Es kann als besonders trauriges Beispiel der deutschen Seinsvergessenheit in der späten Bundesrepublik gelten, daß es heute ausgerechnet die Deutschen »mit ihrer grauenhaften Anpassungsfähigkeit« (Ernst Kantorowicz) sind, die auf dem langen westlichen Irrweg in die atomistische Sackgasse, auf der abschüssigen Bahn zum »narzisstisch gewordenen Allerwelts-Mensch der Gegenwart« (Michael Klonovsky), alle anderen Nationen zu übertrumpfen scheinen. Wenn eine solch anorganisch-zentrifugale Teilchengesellschaft wie die BRD dann noch von einem harmonisch-sympathischen Wir-Kostüm ummäntelt werden soll, ist der Gipfel politischer Desinformation erreicht. Dann sollte besonders aufmerksam hingeschaut und der Vereinnahmungsmaschinerie in die Speichen gegriffen werden.
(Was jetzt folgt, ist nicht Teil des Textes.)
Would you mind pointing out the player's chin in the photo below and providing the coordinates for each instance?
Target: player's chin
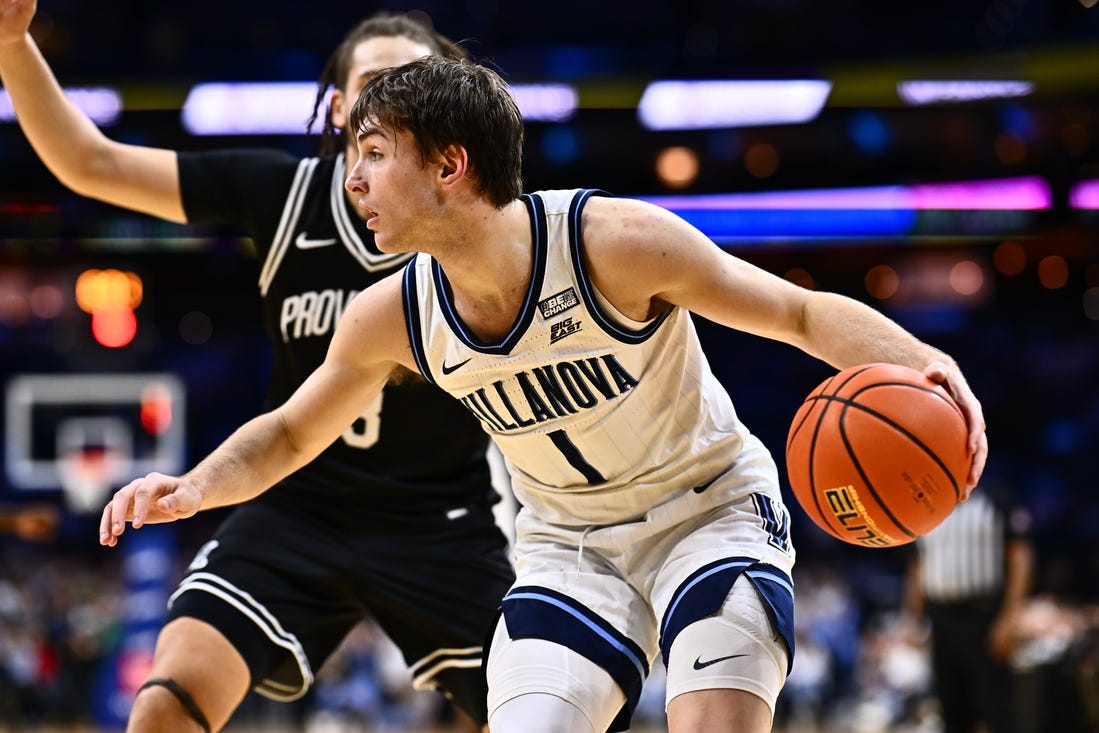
(389, 245)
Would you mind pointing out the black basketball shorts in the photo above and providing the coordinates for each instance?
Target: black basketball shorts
(286, 588)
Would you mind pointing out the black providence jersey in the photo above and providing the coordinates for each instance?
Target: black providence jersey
(415, 448)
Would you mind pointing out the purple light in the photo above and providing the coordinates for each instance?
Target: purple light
(1006, 193)
(1085, 195)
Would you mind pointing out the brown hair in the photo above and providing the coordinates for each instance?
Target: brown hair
(443, 101)
(415, 26)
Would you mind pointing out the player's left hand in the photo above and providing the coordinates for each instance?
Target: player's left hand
(950, 377)
(152, 499)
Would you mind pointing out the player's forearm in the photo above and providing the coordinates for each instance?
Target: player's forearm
(256, 456)
(844, 332)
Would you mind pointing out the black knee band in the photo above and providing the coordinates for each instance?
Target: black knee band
(184, 697)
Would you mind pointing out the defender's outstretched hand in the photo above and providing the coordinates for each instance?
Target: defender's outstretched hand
(15, 19)
(151, 500)
(950, 377)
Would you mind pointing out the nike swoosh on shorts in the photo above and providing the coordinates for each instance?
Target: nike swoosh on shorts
(702, 665)
(302, 242)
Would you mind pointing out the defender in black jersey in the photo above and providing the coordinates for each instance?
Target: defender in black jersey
(395, 519)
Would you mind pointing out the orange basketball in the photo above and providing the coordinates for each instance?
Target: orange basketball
(876, 455)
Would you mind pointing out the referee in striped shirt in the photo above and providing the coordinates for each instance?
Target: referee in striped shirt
(969, 577)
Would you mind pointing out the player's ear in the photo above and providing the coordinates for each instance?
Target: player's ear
(454, 164)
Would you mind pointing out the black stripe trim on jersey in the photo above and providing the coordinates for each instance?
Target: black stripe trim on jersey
(539, 612)
(576, 247)
(365, 252)
(291, 212)
(443, 291)
(412, 321)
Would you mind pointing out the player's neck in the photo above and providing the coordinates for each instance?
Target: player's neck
(489, 268)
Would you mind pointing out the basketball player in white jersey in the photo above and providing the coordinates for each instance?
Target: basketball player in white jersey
(652, 518)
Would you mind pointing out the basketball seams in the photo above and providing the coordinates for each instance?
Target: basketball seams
(835, 437)
(850, 402)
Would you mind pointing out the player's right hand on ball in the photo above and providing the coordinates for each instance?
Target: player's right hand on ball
(153, 499)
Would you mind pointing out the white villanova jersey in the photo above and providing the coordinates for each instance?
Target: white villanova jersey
(599, 418)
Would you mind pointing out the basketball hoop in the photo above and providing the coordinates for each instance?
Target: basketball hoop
(87, 475)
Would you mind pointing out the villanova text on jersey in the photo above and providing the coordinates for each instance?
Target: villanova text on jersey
(547, 392)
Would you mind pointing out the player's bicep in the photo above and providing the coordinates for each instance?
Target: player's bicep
(646, 257)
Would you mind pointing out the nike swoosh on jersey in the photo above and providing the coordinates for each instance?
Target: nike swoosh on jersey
(302, 242)
(452, 368)
(702, 665)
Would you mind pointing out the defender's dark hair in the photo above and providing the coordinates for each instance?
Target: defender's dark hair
(413, 25)
(442, 101)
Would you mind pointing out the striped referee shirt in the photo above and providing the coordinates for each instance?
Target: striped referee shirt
(963, 558)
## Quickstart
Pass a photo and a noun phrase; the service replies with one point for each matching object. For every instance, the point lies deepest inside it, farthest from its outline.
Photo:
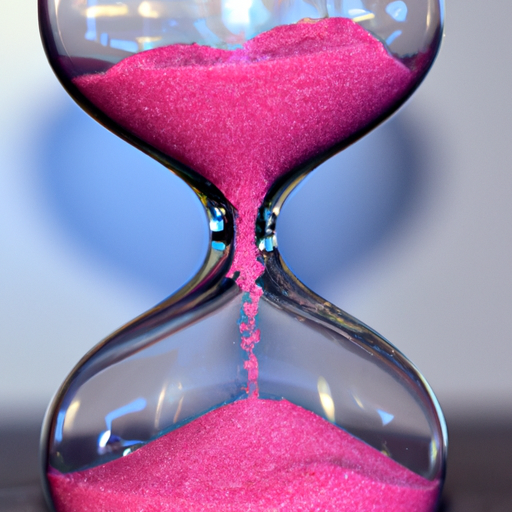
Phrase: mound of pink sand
(253, 455)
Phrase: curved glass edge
(284, 291)
(204, 294)
(109, 32)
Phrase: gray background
(409, 230)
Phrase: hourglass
(244, 390)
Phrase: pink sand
(253, 455)
(243, 118)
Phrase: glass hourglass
(244, 390)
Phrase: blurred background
(409, 230)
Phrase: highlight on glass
(244, 390)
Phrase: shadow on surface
(479, 477)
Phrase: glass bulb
(244, 390)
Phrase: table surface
(479, 475)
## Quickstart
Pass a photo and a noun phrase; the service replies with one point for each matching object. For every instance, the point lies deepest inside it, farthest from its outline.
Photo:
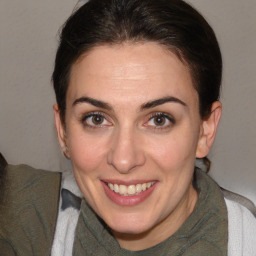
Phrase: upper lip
(127, 183)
Vielleicht ist der Merksatz »Wer ›wir‹ sagt, will betrügen« etwas zu holzschnittartig, auf dem perfiden Medienterrain stimmt er aber fast immer; vor allem schärft er den Blick für das, worauf es bei der Wiedererlangung politischer Handlungsfähigkeit in besonderem Maße ankommt: auf die Entlarvung und Bekämpfung asozialer Minderheitsinteressen und die politische Transformation von der schweigenden zur handelnden Mehrheit, von einer stillen und bevormundeten Vielzahl von Einzelindividuen zu einer freien und sich selbst bestimmenden Nation, von einem falschen zu einem echten Wir.